Like all dogs with a highly active lifestyle, the Bull Arab should have a dietary plan that can keep up. Fresh dog meals with a range of vitamins and minerals are key to fueling this energetic pup and promoting rest between adventures.
Fun Fact about the Bull Arab ♥
Most pregnant dogs in this breed have litters of about seven to nine babies. In 2017, though, one Arab Bull mix named Girl wowed everyone with a litter of 20 puppies!
As a mix of Bloodhound, Great Dane, and Arab Bull, it’s perhaps not surprising that Girl would be able to produce so many little puppers. Large dog breeds tend to have more puppies at a time than smaller ones, and Girl was a huge doggo!
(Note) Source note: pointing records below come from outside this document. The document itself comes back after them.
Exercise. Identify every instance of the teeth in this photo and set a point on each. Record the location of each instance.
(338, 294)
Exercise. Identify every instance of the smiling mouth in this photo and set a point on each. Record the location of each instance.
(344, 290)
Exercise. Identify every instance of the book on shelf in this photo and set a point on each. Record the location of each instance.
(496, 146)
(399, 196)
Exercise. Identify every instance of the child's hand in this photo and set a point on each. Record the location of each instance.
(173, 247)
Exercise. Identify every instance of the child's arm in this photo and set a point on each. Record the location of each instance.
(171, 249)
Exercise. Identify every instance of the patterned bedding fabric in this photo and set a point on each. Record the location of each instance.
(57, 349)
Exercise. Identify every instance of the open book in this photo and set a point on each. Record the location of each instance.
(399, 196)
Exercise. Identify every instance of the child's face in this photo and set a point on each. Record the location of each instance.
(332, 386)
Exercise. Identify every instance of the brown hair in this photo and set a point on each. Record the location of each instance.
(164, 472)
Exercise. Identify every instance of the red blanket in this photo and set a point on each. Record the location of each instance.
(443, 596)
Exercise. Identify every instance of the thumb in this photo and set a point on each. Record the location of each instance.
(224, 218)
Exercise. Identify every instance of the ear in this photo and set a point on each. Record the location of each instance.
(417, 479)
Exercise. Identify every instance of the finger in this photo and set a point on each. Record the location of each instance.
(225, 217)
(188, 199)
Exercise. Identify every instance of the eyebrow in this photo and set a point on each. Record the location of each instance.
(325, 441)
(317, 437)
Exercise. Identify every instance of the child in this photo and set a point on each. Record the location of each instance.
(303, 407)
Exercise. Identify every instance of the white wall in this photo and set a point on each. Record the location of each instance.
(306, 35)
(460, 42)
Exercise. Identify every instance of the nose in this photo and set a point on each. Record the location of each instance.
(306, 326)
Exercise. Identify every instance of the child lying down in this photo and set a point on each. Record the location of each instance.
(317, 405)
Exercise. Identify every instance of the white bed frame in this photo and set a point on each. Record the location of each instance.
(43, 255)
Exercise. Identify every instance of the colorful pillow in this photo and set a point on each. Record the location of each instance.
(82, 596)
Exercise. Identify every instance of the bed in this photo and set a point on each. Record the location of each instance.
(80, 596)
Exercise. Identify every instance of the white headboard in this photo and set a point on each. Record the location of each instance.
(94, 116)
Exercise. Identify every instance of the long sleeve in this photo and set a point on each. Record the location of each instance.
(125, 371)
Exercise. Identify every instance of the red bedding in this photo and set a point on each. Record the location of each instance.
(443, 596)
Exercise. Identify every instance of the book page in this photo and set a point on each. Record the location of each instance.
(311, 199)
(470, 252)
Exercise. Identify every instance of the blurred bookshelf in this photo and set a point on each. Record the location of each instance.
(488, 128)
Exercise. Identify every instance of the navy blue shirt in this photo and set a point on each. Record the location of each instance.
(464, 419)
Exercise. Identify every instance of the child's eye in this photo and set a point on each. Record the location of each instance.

Final Thoughts on the Bull Arab
This breed may be a mash-up of European and Middle Eastern hunting dogs, but we can proudly say that the Bull Arab is an Australian dog breed.
True, these puppers may not be the best fit for every household. However, the families who can give this dog the right environment are in for an amazing canine companion. Focused, ready-to-work, loyal, and incredibly smart, the Bull Arab has a lot to offer.
And don’t let that tough exterior fool you—this dog certainly deserves a place in the “velcro dog” group for their dedication to their Owners. In fact, if you’re going to be away, make sure to place this pup in the care of a friendly Dog Sitter who can give them the attention they adore.
With special care, early socialisation, exercise and training, the Bull Arab has the potential to be a wonderful pet.